On cars, old, new and future; science & technology; vintage airplanes, computer flight simulation of them; Sherlockiana; our English language; travel; and other stuff
ALL LANGUAGES, not only English, are subject to evolution, often by borrowing words or concepts from other languages. A recent article in The New York Times, July 25, 2013, (http://goo.gl/PA8ktc), discussed this in regard to the European economy and its current crises. The following observations were sparked by this article that also inspired some linguistic digging on my part.
Even before these new economic influences, English has made strong inroads into French, the result being one meaning of the term “Franglais.”
Examples include le weekend, un parking, and un hot dog. This last one has become firmly français despite, for example, the government of Quebec suggesting un chien chaud as a proper québécois equivalent.
There are times when transfers just don’t work. For instance, the word “chat,” as in Internet chat room, runs into trouble because there’s already a perfectly good French chat, namely, “cat.” It has been suggested that the concept of une conversation intime be spelled tchat, but I doubt it’ll catch on. There’s room enough in French, as we have in English, for homonyms.

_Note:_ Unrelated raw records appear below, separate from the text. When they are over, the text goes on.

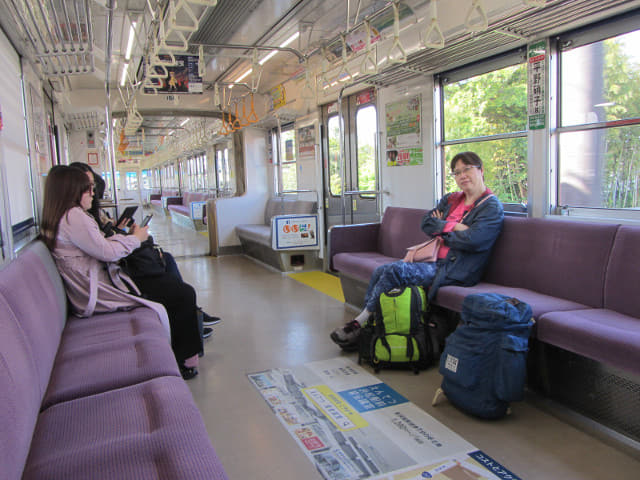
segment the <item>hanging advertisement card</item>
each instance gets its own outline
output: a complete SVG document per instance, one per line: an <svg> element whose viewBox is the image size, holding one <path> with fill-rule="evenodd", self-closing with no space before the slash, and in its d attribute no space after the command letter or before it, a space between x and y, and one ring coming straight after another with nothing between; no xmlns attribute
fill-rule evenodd
<svg viewBox="0 0 640 480"><path fill-rule="evenodd" d="M286 105L287 95L284 90L284 85L278 85L277 87L272 88L270 93L273 110L277 110L278 108L284 107Z"/></svg>
<svg viewBox="0 0 640 480"><path fill-rule="evenodd" d="M171 61L167 54L158 55L165 63ZM145 87L144 93L202 93L202 77L198 75L197 55L174 55L174 65L156 65L156 75L166 75L164 78L152 80L155 87ZM144 63L146 65L146 63Z"/></svg>
<svg viewBox="0 0 640 480"><path fill-rule="evenodd" d="M529 45L527 69L527 106L529 128L531 130L545 127L545 59L546 42Z"/></svg>

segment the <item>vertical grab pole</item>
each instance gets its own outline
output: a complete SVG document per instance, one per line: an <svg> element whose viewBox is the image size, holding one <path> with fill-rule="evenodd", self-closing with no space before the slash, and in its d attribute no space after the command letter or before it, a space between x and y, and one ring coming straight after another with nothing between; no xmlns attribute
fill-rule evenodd
<svg viewBox="0 0 640 480"><path fill-rule="evenodd" d="M346 197L344 195L344 164L345 164L345 155L344 155L344 115L342 114L342 94L344 93L345 87L340 88L340 93L338 94L338 128L340 132L340 138L338 145L340 145L340 196L342 197L342 224L347 224L347 205L346 205Z"/></svg>
<svg viewBox="0 0 640 480"><path fill-rule="evenodd" d="M116 185L116 157L113 143L113 125L111 124L111 31L113 29L113 4L114 0L107 0L107 48L104 53L106 72L105 72L105 116L107 119L107 158L111 167L111 186L113 188L113 203L116 205L116 217L120 214L118 211L118 187Z"/></svg>

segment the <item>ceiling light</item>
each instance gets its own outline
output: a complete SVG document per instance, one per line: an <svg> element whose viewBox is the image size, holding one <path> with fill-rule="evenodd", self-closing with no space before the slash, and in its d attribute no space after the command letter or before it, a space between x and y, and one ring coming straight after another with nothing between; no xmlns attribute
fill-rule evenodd
<svg viewBox="0 0 640 480"><path fill-rule="evenodd" d="M238 78L235 79L234 83L239 83L242 80L244 80L245 78L247 78L251 72L253 72L253 68L250 68L249 70L247 70L246 72L244 72L242 75L240 75ZM229 88L233 88L233 85L229 85Z"/></svg>
<svg viewBox="0 0 640 480"><path fill-rule="evenodd" d="M295 39L297 39L299 36L300 36L300 32L294 33L293 35L291 35L289 38L287 38L284 42L280 44L280 48L285 48L286 46L291 44ZM262 60L260 60L258 63L260 65L264 65L269 61L269 59L273 58L276 53L278 53L278 50L271 50L269 54L266 57L264 57Z"/></svg>
<svg viewBox="0 0 640 480"><path fill-rule="evenodd" d="M293 35L291 35L289 38L287 38L284 42L282 42L280 44L280 48L285 48L287 45L291 44L291 42L293 42L295 39L297 39L300 36L300 32L296 32ZM278 50L271 50L266 57L264 57L262 60L260 60L258 63L260 65L264 65L265 63L267 63L267 61L269 61L269 59L273 58L274 55L276 55L278 53ZM251 73L253 72L253 68L250 68L249 70L247 70L246 72L244 72L242 75L240 75L238 78L236 78L234 83L239 83L242 80L244 80L245 78L247 78ZM229 86L229 88L233 88L233 85Z"/></svg>
<svg viewBox="0 0 640 480"><path fill-rule="evenodd" d="M185 119L180 123L180 126L181 126L181 127L184 127L184 126L187 124L187 122L188 122L189 120L191 120L191 119L190 119L190 118L185 118Z"/></svg>
<svg viewBox="0 0 640 480"><path fill-rule="evenodd" d="M129 70L129 63L125 63L122 67L122 77L120 77L121 87L124 87L124 84L127 82L127 70Z"/></svg>
<svg viewBox="0 0 640 480"><path fill-rule="evenodd" d="M169 130L169 135L173 135L175 133L175 130Z"/></svg>
<svg viewBox="0 0 640 480"><path fill-rule="evenodd" d="M129 27L129 40L127 41L127 51L124 54L124 59L128 62L131 60L131 50L133 50L133 40L136 37L136 24L137 22L131 22Z"/></svg>
<svg viewBox="0 0 640 480"><path fill-rule="evenodd" d="M300 32L296 32L280 44L280 48L284 48L300 36Z"/></svg>

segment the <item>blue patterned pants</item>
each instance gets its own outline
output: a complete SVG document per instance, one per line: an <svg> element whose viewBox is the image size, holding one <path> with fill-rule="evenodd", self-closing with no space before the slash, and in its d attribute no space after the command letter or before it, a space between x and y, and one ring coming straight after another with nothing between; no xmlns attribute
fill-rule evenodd
<svg viewBox="0 0 640 480"><path fill-rule="evenodd" d="M369 280L364 307L369 312L375 311L380 294L393 288L422 285L426 290L435 278L437 270L437 263L398 261L379 266L373 271Z"/></svg>

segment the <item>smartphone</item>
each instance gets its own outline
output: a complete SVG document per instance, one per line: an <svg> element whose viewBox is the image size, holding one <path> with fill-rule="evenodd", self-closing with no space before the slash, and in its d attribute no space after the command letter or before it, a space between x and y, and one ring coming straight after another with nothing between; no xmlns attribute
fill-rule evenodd
<svg viewBox="0 0 640 480"><path fill-rule="evenodd" d="M138 209L137 206L125 208L124 212L122 212L122 215L120 215L120 218L118 218L118 221L116 222L116 226L124 222L125 219L129 219L127 220L127 224L125 226L130 226L133 220L133 214L136 213L137 209Z"/></svg>
<svg viewBox="0 0 640 480"><path fill-rule="evenodd" d="M140 226L146 227L147 224L151 221L151 217L153 217L153 213L151 215L147 215L146 217L144 217L144 220L142 220L142 223L140 224Z"/></svg>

The world’s economic crises beginning in 2008 encouraged plenty of languages to adopt new words and concepts.
The Greeks, for instance, speak of something being poukou, meaning “pre-crisis.”
I like to imagine the Portuguese were thinking of the grandiosity of Grand Opera when they invented the verb grandolar to describe a singing protest using a revolutionary hymn. Suggested The New York Times, even Portuguese kids now grandolate about not wanting to eat their broccoli.

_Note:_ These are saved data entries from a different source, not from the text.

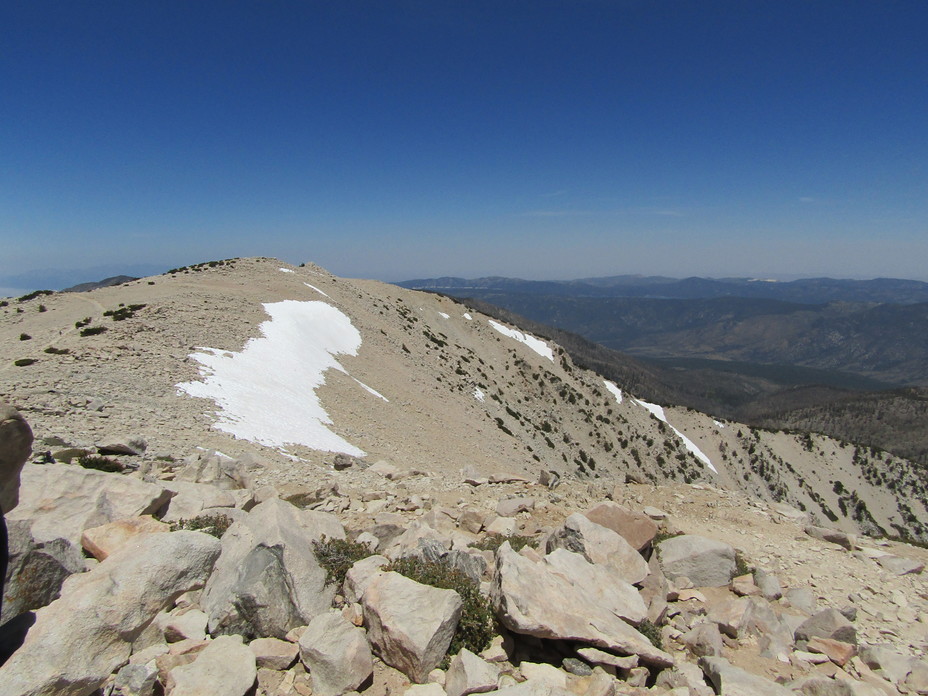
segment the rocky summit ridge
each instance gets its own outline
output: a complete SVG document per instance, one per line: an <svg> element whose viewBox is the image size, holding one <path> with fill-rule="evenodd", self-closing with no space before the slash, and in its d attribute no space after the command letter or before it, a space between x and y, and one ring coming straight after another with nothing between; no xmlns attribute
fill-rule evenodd
<svg viewBox="0 0 928 696"><path fill-rule="evenodd" d="M0 350L4 696L928 693L905 460L273 259L14 300Z"/></svg>

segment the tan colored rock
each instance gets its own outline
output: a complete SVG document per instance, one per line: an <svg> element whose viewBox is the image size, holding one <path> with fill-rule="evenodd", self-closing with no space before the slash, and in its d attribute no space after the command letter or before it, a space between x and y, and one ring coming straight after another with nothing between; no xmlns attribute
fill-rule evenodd
<svg viewBox="0 0 928 696"><path fill-rule="evenodd" d="M583 554L587 560L613 571L632 585L648 575L648 564L641 554L611 529L575 513L548 537L548 553L562 548Z"/></svg>
<svg viewBox="0 0 928 696"><path fill-rule="evenodd" d="M255 664L259 669L289 669L300 654L296 645L279 638L255 638L248 647L255 654Z"/></svg>
<svg viewBox="0 0 928 696"><path fill-rule="evenodd" d="M611 501L602 502L583 514L590 521L622 536L638 551L647 548L657 535L657 524L650 517Z"/></svg>
<svg viewBox="0 0 928 696"><path fill-rule="evenodd" d="M206 534L150 534L90 572L72 575L0 667L0 694L98 689L129 659L132 642L155 615L206 581L218 555L219 541Z"/></svg>
<svg viewBox="0 0 928 696"><path fill-rule="evenodd" d="M661 568L671 580L686 576L696 587L723 587L735 575L735 550L695 534L665 539L657 545Z"/></svg>
<svg viewBox="0 0 928 696"><path fill-rule="evenodd" d="M170 696L245 696L258 677L255 654L241 636L219 636L190 664L171 670Z"/></svg>
<svg viewBox="0 0 928 696"><path fill-rule="evenodd" d="M99 527L85 529L81 534L81 546L91 556L102 561L143 534L159 534L170 530L168 525L151 515L126 517Z"/></svg>
<svg viewBox="0 0 928 696"><path fill-rule="evenodd" d="M462 648L451 658L445 676L448 696L467 696L493 691L499 679L499 667Z"/></svg>
<svg viewBox="0 0 928 696"><path fill-rule="evenodd" d="M374 669L364 630L337 612L310 621L300 637L300 660L309 669L316 696L354 691Z"/></svg>
<svg viewBox="0 0 928 696"><path fill-rule="evenodd" d="M591 523L592 524L592 523ZM533 563L504 542L496 554L491 598L500 622L514 633L585 643L621 655L638 655L659 667L673 658L600 607L545 564Z"/></svg>
<svg viewBox="0 0 928 696"><path fill-rule="evenodd" d="M857 654L856 645L844 643L840 640L832 640L831 638L821 638L819 636L810 638L806 649L809 650L809 652L827 655L828 659L838 665L838 667L844 667L844 665Z"/></svg>
<svg viewBox="0 0 928 696"><path fill-rule="evenodd" d="M20 472L32 454L32 439L22 414L0 401L0 513L4 515L19 504Z"/></svg>
<svg viewBox="0 0 928 696"><path fill-rule="evenodd" d="M395 572L374 578L361 604L377 654L417 683L441 662L462 608L454 590L422 585Z"/></svg>

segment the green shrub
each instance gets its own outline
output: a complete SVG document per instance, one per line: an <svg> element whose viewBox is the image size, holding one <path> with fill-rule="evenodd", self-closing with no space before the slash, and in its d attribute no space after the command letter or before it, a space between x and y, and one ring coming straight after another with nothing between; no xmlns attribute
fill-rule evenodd
<svg viewBox="0 0 928 696"><path fill-rule="evenodd" d="M49 353L50 355L67 355L71 351L67 348L55 348L54 346L49 346L45 349L45 352Z"/></svg>
<svg viewBox="0 0 928 696"><path fill-rule="evenodd" d="M108 473L119 473L126 468L115 459L108 459L96 454L85 454L83 457L78 457L77 463L85 469L96 469Z"/></svg>
<svg viewBox="0 0 928 696"><path fill-rule="evenodd" d="M21 334L19 334L19 340L20 340L20 341L31 341L31 340L32 340L32 336L30 336L30 335L27 334L27 333L21 333Z"/></svg>
<svg viewBox="0 0 928 696"><path fill-rule="evenodd" d="M481 551L493 551L503 545L504 541L508 541L509 545L512 547L513 551L519 551L522 548L532 544L535 539L530 536L521 536L518 534L513 534L512 536L504 536L502 534L487 534L483 539L478 539L471 546L475 549L480 549Z"/></svg>
<svg viewBox="0 0 928 696"><path fill-rule="evenodd" d="M348 539L327 539L313 542L313 552L319 565L325 568L325 582L340 586L345 581L345 575L351 566L373 555L367 544Z"/></svg>
<svg viewBox="0 0 928 696"><path fill-rule="evenodd" d="M20 358L19 360L14 360L13 364L16 365L16 367L27 367L32 365L34 362L35 359L33 358Z"/></svg>
<svg viewBox="0 0 928 696"><path fill-rule="evenodd" d="M18 302L28 302L29 300L34 300L35 298L41 297L42 295L51 294L51 290L36 290L35 292L30 292L29 294L23 295L22 297L17 297L16 299Z"/></svg>
<svg viewBox="0 0 928 696"><path fill-rule="evenodd" d="M405 575L423 585L457 592L464 606L461 620L448 646L448 655L457 654L461 648L479 653L493 638L493 610L489 600L480 594L480 586L461 571L447 563L426 561L415 556L394 561L387 570Z"/></svg>
<svg viewBox="0 0 928 696"><path fill-rule="evenodd" d="M215 515L200 515L189 520L177 520L171 522L171 531L176 532L180 529L186 529L191 532L203 532L217 539L221 539L229 527L232 526L232 518L222 513Z"/></svg>
<svg viewBox="0 0 928 696"><path fill-rule="evenodd" d="M75 328L75 329L82 329L82 328L84 328L85 326L87 326L87 324L89 324L89 323L90 323L90 317L84 317L84 318L81 319L80 321L74 322L74 328Z"/></svg>
<svg viewBox="0 0 928 696"><path fill-rule="evenodd" d="M106 331L105 326L88 326L86 329L81 329L81 336L96 336L104 331Z"/></svg>
<svg viewBox="0 0 928 696"><path fill-rule="evenodd" d="M638 626L638 633L643 635L658 650L664 649L664 641L661 640L661 629L645 619Z"/></svg>

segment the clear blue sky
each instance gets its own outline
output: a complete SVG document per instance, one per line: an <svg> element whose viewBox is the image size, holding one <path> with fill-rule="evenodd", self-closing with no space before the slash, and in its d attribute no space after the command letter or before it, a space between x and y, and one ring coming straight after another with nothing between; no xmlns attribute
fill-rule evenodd
<svg viewBox="0 0 928 696"><path fill-rule="evenodd" d="M9 0L0 281L928 280L926 37L925 0Z"/></svg>

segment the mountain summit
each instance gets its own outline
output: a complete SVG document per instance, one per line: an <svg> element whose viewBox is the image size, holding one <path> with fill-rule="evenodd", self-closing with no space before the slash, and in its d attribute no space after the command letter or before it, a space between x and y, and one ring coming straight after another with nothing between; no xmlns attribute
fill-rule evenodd
<svg viewBox="0 0 928 696"><path fill-rule="evenodd" d="M928 540L904 459L648 403L450 298L312 264L234 259L14 300L0 346L0 397L50 449L64 435L141 438L149 458L205 448L275 485L336 453L456 480L704 483Z"/></svg>

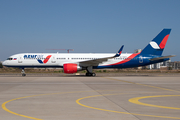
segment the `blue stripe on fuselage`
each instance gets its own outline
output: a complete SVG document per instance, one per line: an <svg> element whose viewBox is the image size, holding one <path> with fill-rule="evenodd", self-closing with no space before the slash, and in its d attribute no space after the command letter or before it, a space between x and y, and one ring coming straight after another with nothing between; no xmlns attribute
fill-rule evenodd
<svg viewBox="0 0 180 120"><path fill-rule="evenodd" d="M110 65L110 66L94 66L94 69L103 69L103 68L132 68L132 67L140 67L140 66L147 66L150 64L155 64L159 62L164 62L169 60L169 58L162 59L162 60L156 60L156 61L150 61L149 59L157 58L161 56L152 56L152 55L138 55L135 57L135 59L132 59L126 63L123 64L117 64L117 65Z"/></svg>

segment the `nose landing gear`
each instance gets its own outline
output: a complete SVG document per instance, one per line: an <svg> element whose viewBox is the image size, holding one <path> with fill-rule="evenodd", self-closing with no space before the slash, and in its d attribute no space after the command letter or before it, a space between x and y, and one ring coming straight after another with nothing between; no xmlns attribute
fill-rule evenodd
<svg viewBox="0 0 180 120"><path fill-rule="evenodd" d="M25 73L25 71L24 71L24 68L22 68L21 73L22 73L22 76L23 76L23 77L25 77L25 76L26 76L26 73Z"/></svg>

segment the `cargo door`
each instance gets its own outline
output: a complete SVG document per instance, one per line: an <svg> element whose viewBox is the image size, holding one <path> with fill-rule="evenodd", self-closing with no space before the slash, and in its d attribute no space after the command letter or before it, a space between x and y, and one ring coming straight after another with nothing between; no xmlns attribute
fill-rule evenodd
<svg viewBox="0 0 180 120"><path fill-rule="evenodd" d="M139 56L139 63L143 63L143 57Z"/></svg>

The Spanish language seems to be particular prolific in its adoption of terms more or less related to economic doldrums. Spaniards speak of los hombres de negro, the ominous European Union officials sweeping down from the north with new demands of austerity.
No doubt Tommy Lee Jones and Will Smith would be impressed with the reach of their Men in Black movies.
There’s also the Spanish term ni-ni. It describes a young person who has dropped out of school, yet is unemployed. “Neither studying nor working” is a characterization that, alas, has worldwide relevance these days. The article in The New York Times quotes the mother of such a kid: “Without any kind of certificate, I’ve made it clear to her that she risks being a Ni-Ni for the rest of her life.”
Spaniards even have a new word for the likes of me. A yayoflauta describes an elderly protester who has finally had enough.